Hapislik bitmiş, Kısakürek hayatına kaldığı yerden devam...
Söz de dost çıkagelmiş...
Hoşbeş...
Çay, kahve...
Demiş ki....
Sen içerdeyken, eşini ziyarete gidip, ona şu kadar para verecektim.
Hani sen içerdesin, bir şeye ihtiyacı olur. Çoluk çocuk mağdur olmasın!

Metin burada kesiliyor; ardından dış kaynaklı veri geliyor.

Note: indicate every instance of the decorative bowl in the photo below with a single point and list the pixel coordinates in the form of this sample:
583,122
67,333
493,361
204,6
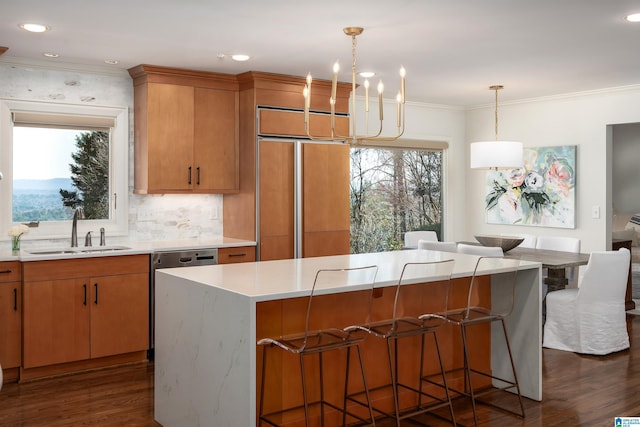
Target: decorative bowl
505,242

Lakin, korktum, gidemedim...
Devlet beni takip ediyordur diye çekindim!
Demiş...
Kısakürek de...
Hadi lan!
Bari yamadığın edemediğin, iyiliğin minnetini bekleme!
Kalk, defol!
Sahte kahramanlık böyle bir şey...
Hem yapamaz, edemezler...
Hem de...
Minnet beklerler!
Diyor, Necip Fazıl Kısakürek!
Sonuç, kartondan kahramanlar su almaya başladı!
Hem yapamadıkları, edemediklerini anlatırlar...
Hem de minnet beklerler!
Niçin anlattığımı arif olanlar anladı!
Olmayanlar...
Sahte Kahramanları okusun!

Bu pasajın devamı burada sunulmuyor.